After a 700 mg/kg oral dose in monkeys, RE-024 concentrations reached 18700.0 nM in whole blood, and reached 6543.0 nM in brain dialysate within 30 minutes of dosing, with concentrations of PA and PPA reaching 749.8 and 858.6 nM, respectively. The maximum concentration of RE-024 in brain dialysate was approximately 30 percent of the whole blood concentration. The whole blood half-life in monkeys was longer than in mice, allowing for distribution to the brain. The similar half-life between monkeys and humans, as shown in the Phase 1 study, is supportive of RE‑024 distribution to the brain in humans.
PKAN is caused by a mutation in the PANK2 gene, which encodes a critical protein that phosphorylates vitamin B5 (pantothenate) to phosphopantothenate. The disruption of this metabolic pathway ultimately leads to decreased levels of coenzyme A (CoA), which plays an important role in many cellular functions.
Pantothenate kinase-associated neurodegeneration, or PKAN, is a rare, genetic, and life-threatening neurological disorder characterized by a host of progressively debilitating symptoms that typically begin in early childhood. People suffering from PKAN may experience movement disorders such as dystonia (sustained muscle contraction leading to abnormal posture), rigidity, dysphagia (problems swallowing), twisting and writhing, and tremors, as well as visual impairment. There are no approved treatment options for PKAN and current therapeutic strategies are limited to palliative care. PKAN is estimated to affect up to 5,000 people worldwide.
RE-024 is a novel small molecule in Phase 1 clinical development that has the potential to be the first approved replacement therapy targeting the underlying cause of PKAN. Preclinical findings suggest RE-024 has the ability to restore CoA levels and to distribute to the brain. Retrophin is preparing to conduct an efficacy trial of RE-024 in patients with PKAN that is expected to initiate this year
In 2015, the U.S. Food and Drug Administration granted Orphan Drug designation to RE-024 for the treatment of PKAN, as well as Fast Track status which is designed to facilitate the development and expedite the review of medicines to treat serious conditions with unmet medical needs in order to reach patients earlier. In 2016, the European Commission granted Orphan Drug designation to RE-024, which is granted to a medicinal product intended to treat a life-threatening or chronically debilitating rare disease with no approved treatment option.

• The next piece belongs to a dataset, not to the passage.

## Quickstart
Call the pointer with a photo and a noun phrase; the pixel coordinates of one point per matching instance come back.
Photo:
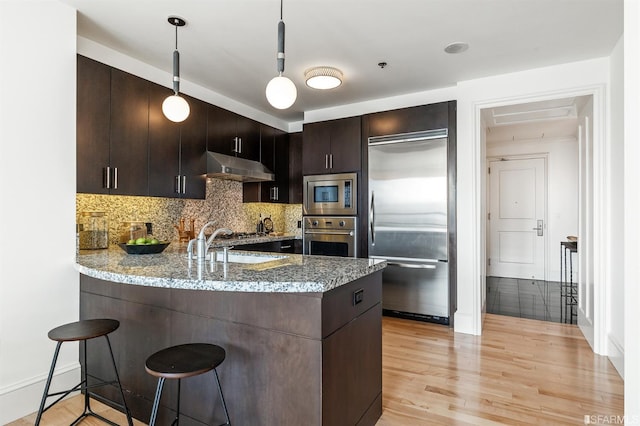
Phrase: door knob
(540, 228)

Retrophin is a fully integrated biopharmaceutical company dedicated to delivering life-changing therapies to people living with rare diseases who have few, if any, treatment options. The company’s approach centers on its pipeline featuring clinical-stage assets targeting rare diseases with no approved treatment options, including, sparsentan for focal segmental glomerulosclerosis (FSGS), a disorder characterized by progressive scarring of the kidney often leading to end-stage renal disease, and RE-024 for pantothenate kinase-associated neurodegeneration (PKAN), a life-threatening neurological disorder that typically begins in early childhood. Research exploring the potential of early-stage assets, including RE-034, in several rare diseases is also underway. Retrophin’s R&D efforts are supported by revenues from the company’s marketed products Chenodal, Cholbam and Thiola.